May. 29, 2026
Through a global collaboration with Research Ireland, VentureLab is helping to shape how institutions around the world approach research commercialization and innovation.
Turning research into real-world impact depends on strong ideas and on the systems and people that guide those ideas forward. As universities invest more heavily in commercialization, many face a common challenge: how to equip teams with the tools and expertise to support innovation from the ground up.
At Georgia Tech, VentureLab is working to address that gap.
“At the core of this work is helping researchers and the teams that support them make better, evidence-based decisions about how ideas move from the lab into the real world,” said Keith McGregor, director of VentureLab.
Building Global Partnerships
Through a recent collaboration with Research Ireland, VentureLab shared its approach to evidence-based entrepreneurship with leaders behind Ireland’s ARC Hub program, an initiative designed to accelerate research into real-world applications across areas including therapeutics, information and communications technology, and health tech.
“The goal is to support cutting-edge research that has the potential to be commercialized and help that happen at an accelerated pace,” said Alice Vajda, scientific program manager at Research Ireland.
A Train-the-Trainer Approach
Rather than working directly with researchers, VentureLab led a multiday training for ARC Hub leadership and operations teams. The training focused on a “train-the-trainer” model, providing participants with the frameworks and tools to guide research teams through the commercialization process.
“This collaboration is about more than a single training; it’s about equipping teams with the tools and mindset to support researchers over time,” said Melissa Heffner, associate director at VentureLab, who helped lead the training alongside Sara Martin Henderson, principal at VentureLab and lead regional instructor for the NSF I-Corps Southeast Hub.
The sessions emphasized practical application, including coaching strategies and real-world scenarios designed to help teams more effectively manage and support research projects with commercial potential.
“It was very practical and hands-on, focused on how to coach researchers and apply these approaches in a real-world setting,” Vajda said.
For Theo Little, development support manager with the ARC Hub for ICT at Technological University Dublin, the training reinforced a more structured and evidence-based approach to supporting research teams. “The VentureLab team shared their journey, including the mistakes, and allowed us to learn from them,” he said.
While not every approach could be applied directly across different program structures, the underlying principles have still influenced how teams approach their work. “Testing assumptions and engaging with stakeholders early has been really important.
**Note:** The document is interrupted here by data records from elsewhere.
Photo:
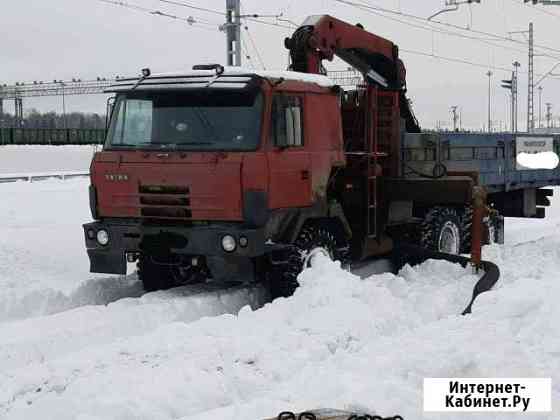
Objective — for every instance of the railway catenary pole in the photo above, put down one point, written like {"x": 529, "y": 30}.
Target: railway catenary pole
{"x": 540, "y": 106}
{"x": 515, "y": 91}
{"x": 489, "y": 74}
{"x": 531, "y": 83}
{"x": 233, "y": 32}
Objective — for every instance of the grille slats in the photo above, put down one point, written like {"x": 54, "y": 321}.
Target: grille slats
{"x": 165, "y": 201}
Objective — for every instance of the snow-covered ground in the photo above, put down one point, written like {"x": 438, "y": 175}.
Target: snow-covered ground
{"x": 67, "y": 352}
{"x": 25, "y": 159}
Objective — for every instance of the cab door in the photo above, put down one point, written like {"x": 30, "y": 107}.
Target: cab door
{"x": 289, "y": 161}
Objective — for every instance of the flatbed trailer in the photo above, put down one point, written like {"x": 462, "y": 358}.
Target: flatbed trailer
{"x": 514, "y": 191}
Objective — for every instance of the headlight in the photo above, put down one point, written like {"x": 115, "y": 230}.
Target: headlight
{"x": 102, "y": 237}
{"x": 228, "y": 243}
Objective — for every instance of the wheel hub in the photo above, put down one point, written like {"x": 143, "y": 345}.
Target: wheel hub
{"x": 449, "y": 241}
{"x": 310, "y": 256}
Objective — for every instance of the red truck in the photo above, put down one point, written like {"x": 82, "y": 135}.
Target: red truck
{"x": 230, "y": 174}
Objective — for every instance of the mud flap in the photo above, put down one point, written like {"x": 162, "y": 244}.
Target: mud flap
{"x": 414, "y": 255}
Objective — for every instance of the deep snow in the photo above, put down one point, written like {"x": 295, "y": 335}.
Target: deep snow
{"x": 38, "y": 158}
{"x": 339, "y": 342}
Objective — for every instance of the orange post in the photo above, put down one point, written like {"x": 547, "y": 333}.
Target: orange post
{"x": 479, "y": 211}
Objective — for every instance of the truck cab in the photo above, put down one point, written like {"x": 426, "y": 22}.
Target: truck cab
{"x": 203, "y": 171}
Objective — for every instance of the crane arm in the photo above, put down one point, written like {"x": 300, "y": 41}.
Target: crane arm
{"x": 324, "y": 37}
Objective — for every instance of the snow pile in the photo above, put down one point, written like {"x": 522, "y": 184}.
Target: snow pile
{"x": 29, "y": 159}
{"x": 340, "y": 341}
{"x": 43, "y": 264}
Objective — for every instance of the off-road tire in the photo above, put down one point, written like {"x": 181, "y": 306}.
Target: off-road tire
{"x": 456, "y": 222}
{"x": 283, "y": 277}
{"x": 155, "y": 276}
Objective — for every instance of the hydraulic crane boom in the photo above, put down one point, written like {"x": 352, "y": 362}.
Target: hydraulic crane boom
{"x": 324, "y": 37}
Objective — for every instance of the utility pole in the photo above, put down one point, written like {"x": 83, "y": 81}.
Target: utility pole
{"x": 233, "y": 32}
{"x": 489, "y": 74}
{"x": 455, "y": 116}
{"x": 548, "y": 115}
{"x": 1, "y": 121}
{"x": 540, "y": 106}
{"x": 18, "y": 104}
{"x": 531, "y": 84}
{"x": 516, "y": 66}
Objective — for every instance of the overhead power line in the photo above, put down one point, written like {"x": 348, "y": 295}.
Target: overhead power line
{"x": 193, "y": 7}
{"x": 190, "y": 20}
{"x": 495, "y": 37}
{"x": 537, "y": 9}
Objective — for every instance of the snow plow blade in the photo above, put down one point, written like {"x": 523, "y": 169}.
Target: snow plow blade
{"x": 414, "y": 255}
{"x": 329, "y": 414}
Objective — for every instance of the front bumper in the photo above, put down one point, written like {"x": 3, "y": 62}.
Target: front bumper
{"x": 165, "y": 240}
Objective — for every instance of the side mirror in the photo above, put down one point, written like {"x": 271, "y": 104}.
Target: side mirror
{"x": 110, "y": 107}
{"x": 293, "y": 126}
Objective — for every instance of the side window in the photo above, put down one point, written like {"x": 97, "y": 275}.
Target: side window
{"x": 287, "y": 121}
{"x": 134, "y": 122}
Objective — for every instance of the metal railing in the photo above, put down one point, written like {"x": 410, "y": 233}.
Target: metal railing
{"x": 54, "y": 136}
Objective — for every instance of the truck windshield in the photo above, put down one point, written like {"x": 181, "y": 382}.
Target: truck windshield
{"x": 206, "y": 120}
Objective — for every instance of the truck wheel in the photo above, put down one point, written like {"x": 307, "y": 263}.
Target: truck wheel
{"x": 155, "y": 276}
{"x": 443, "y": 231}
{"x": 313, "y": 236}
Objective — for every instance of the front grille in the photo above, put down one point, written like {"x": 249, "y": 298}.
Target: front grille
{"x": 165, "y": 201}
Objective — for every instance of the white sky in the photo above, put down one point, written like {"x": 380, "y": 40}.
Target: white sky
{"x": 62, "y": 39}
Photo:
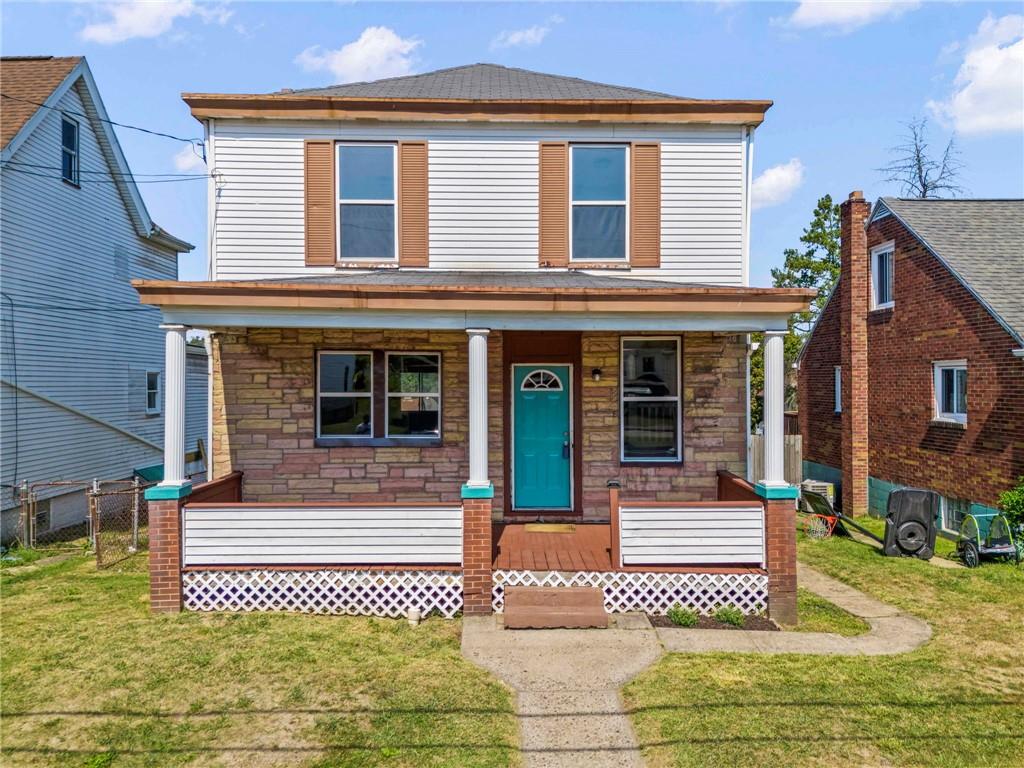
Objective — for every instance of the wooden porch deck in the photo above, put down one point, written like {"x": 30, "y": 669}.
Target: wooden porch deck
{"x": 586, "y": 548}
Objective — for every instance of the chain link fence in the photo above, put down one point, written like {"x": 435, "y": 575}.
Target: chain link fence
{"x": 108, "y": 517}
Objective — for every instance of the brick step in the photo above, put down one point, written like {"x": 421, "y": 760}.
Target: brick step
{"x": 554, "y": 607}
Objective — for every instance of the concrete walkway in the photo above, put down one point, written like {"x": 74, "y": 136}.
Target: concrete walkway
{"x": 567, "y": 681}
{"x": 566, "y": 684}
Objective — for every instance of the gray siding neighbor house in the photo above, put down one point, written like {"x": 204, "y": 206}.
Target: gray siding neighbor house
{"x": 82, "y": 360}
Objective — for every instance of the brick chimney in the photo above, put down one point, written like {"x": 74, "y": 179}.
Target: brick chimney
{"x": 854, "y": 296}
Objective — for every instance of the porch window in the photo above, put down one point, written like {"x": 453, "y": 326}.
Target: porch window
{"x": 649, "y": 399}
{"x": 950, "y": 391}
{"x": 344, "y": 394}
{"x": 414, "y": 395}
{"x": 367, "y": 221}
{"x": 599, "y": 194}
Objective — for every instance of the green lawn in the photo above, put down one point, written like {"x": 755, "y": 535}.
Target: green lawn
{"x": 90, "y": 678}
{"x": 956, "y": 701}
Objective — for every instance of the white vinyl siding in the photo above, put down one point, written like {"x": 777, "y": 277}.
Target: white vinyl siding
{"x": 68, "y": 257}
{"x": 270, "y": 535}
{"x": 483, "y": 187}
{"x": 695, "y": 535}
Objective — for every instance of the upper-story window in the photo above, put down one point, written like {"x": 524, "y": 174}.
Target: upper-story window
{"x": 950, "y": 390}
{"x": 367, "y": 220}
{"x": 69, "y": 151}
{"x": 599, "y": 193}
{"x": 882, "y": 276}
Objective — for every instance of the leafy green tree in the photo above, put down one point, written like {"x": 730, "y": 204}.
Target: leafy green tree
{"x": 814, "y": 264}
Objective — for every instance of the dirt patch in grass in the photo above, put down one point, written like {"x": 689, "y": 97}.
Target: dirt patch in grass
{"x": 761, "y": 624}
{"x": 955, "y": 701}
{"x": 90, "y": 677}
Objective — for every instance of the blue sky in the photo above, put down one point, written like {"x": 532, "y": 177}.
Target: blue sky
{"x": 844, "y": 77}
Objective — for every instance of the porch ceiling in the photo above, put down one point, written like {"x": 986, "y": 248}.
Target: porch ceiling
{"x": 400, "y": 298}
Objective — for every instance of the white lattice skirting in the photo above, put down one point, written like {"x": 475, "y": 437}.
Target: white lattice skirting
{"x": 649, "y": 592}
{"x": 373, "y": 593}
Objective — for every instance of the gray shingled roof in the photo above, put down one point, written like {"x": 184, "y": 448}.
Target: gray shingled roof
{"x": 982, "y": 244}
{"x": 485, "y": 81}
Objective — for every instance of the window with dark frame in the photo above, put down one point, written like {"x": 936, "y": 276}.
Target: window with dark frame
{"x": 414, "y": 394}
{"x": 153, "y": 392}
{"x": 650, "y": 406}
{"x": 598, "y": 220}
{"x": 367, "y": 201}
{"x": 69, "y": 151}
{"x": 344, "y": 394}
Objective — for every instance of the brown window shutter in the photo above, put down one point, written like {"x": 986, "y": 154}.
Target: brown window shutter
{"x": 321, "y": 203}
{"x": 645, "y": 206}
{"x": 413, "y": 205}
{"x": 554, "y": 219}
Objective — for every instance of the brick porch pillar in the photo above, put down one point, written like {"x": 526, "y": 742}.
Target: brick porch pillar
{"x": 476, "y": 556}
{"x": 854, "y": 297}
{"x": 780, "y": 558}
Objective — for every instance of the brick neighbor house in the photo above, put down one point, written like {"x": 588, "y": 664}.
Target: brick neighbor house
{"x": 448, "y": 307}
{"x": 913, "y": 374}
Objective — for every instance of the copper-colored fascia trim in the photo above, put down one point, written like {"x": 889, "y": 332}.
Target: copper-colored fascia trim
{"x": 335, "y": 108}
{"x": 696, "y": 298}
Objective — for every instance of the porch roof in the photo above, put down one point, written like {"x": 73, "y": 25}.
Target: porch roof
{"x": 427, "y": 291}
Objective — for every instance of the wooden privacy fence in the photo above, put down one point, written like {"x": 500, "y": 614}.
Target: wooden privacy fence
{"x": 321, "y": 535}
{"x": 793, "y": 448}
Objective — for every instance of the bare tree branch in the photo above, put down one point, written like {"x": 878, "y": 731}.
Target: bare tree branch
{"x": 920, "y": 174}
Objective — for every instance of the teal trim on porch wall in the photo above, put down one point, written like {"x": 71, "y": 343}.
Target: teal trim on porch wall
{"x": 163, "y": 493}
{"x": 776, "y": 492}
{"x": 469, "y": 492}
{"x": 822, "y": 473}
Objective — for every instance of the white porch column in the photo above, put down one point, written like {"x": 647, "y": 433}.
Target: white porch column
{"x": 774, "y": 404}
{"x": 174, "y": 408}
{"x": 478, "y": 477}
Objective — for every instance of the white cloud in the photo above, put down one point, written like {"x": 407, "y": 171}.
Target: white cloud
{"x": 189, "y": 160}
{"x": 776, "y": 184}
{"x": 378, "y": 53}
{"x": 527, "y": 38}
{"x": 125, "y": 20}
{"x": 988, "y": 90}
{"x": 846, "y": 15}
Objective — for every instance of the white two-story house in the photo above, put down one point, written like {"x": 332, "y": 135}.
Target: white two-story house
{"x": 493, "y": 292}
{"x": 82, "y": 363}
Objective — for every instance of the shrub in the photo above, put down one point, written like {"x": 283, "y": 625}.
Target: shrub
{"x": 682, "y": 616}
{"x": 1012, "y": 505}
{"x": 730, "y": 614}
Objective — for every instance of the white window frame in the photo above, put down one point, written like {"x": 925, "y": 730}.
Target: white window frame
{"x": 883, "y": 250}
{"x": 321, "y": 394}
{"x": 678, "y": 399}
{"x": 937, "y": 368}
{"x": 160, "y": 394}
{"x": 76, "y": 154}
{"x": 625, "y": 203}
{"x": 388, "y": 394}
{"x": 338, "y": 202}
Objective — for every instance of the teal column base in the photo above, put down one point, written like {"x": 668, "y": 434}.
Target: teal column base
{"x": 776, "y": 492}
{"x": 165, "y": 493}
{"x": 473, "y": 492}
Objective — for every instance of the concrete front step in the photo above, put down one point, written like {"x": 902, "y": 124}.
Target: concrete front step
{"x": 554, "y": 607}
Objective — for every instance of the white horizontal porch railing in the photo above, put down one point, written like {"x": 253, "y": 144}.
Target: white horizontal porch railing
{"x": 699, "y": 534}
{"x": 321, "y": 535}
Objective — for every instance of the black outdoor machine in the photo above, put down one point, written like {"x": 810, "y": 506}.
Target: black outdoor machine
{"x": 909, "y": 522}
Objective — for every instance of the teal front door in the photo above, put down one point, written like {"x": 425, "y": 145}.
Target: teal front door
{"x": 542, "y": 450}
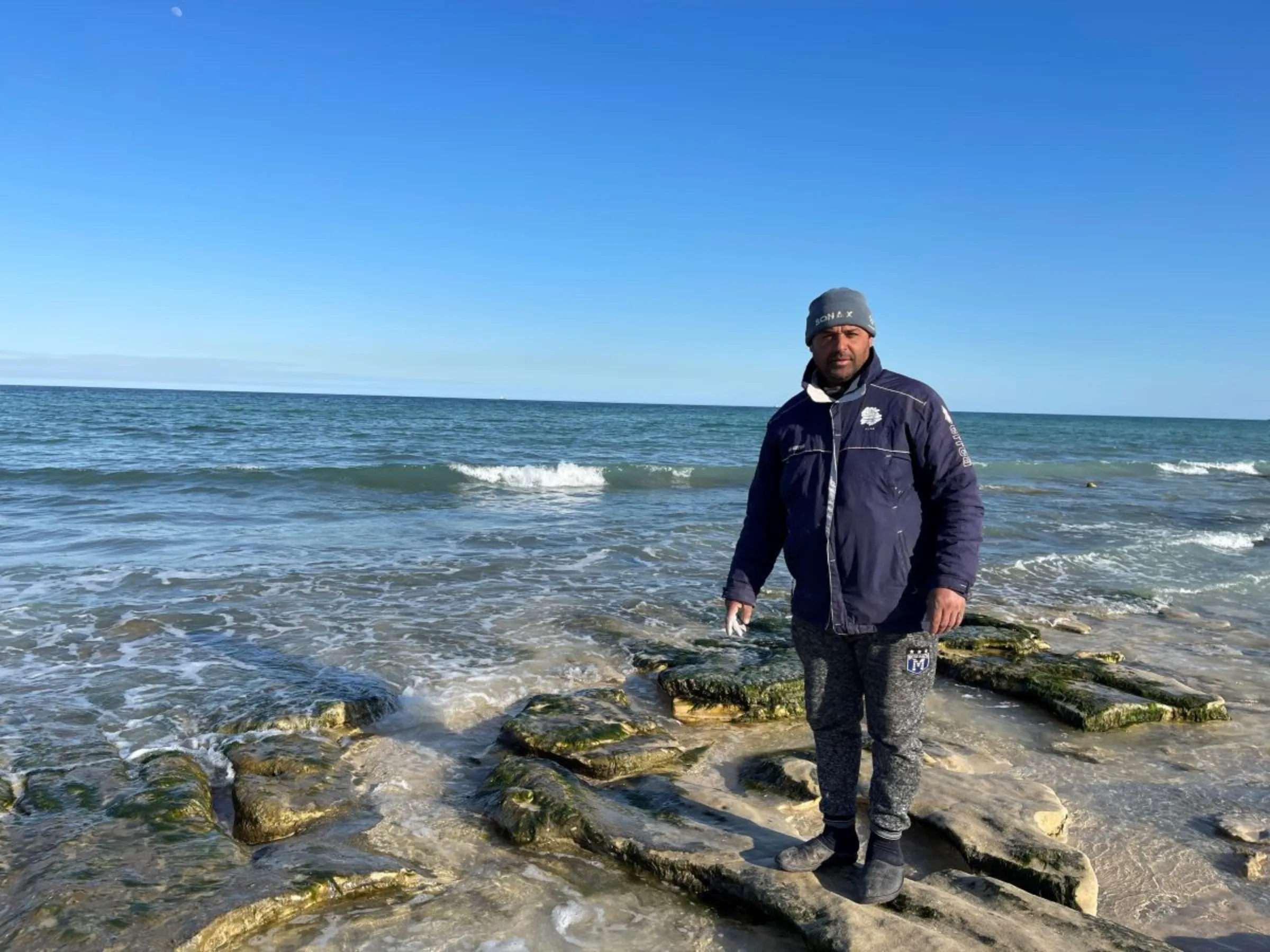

It’s better to learn quickly what works and what doesn’t,” Little said.
Shifting How Teams Think About Innovation
While the collaboration is still in its early stages, Research Ireland leaders say the training has already influenced them.
“It really informed how our teams think about best practices and how they support research as it moves toward commercialization,” said Aisling McEvoy, head of enterprise partnerships at Research Ireland. “It was a very valuable and thought-provoking experience.”
Looking Ahead
The collaboration reflects a broader shift in how innovation ecosystems are built. Increasingly, institutions are focusing not only on developing founders but also on strengthening the systems that support them.
For VentureLab, the partnership highlights the growing global influence of Georgia Tech’s commercialization ecosystem and reinforces VentureLab’s role as a leader in evidence-based entrepreneurship and innovation training.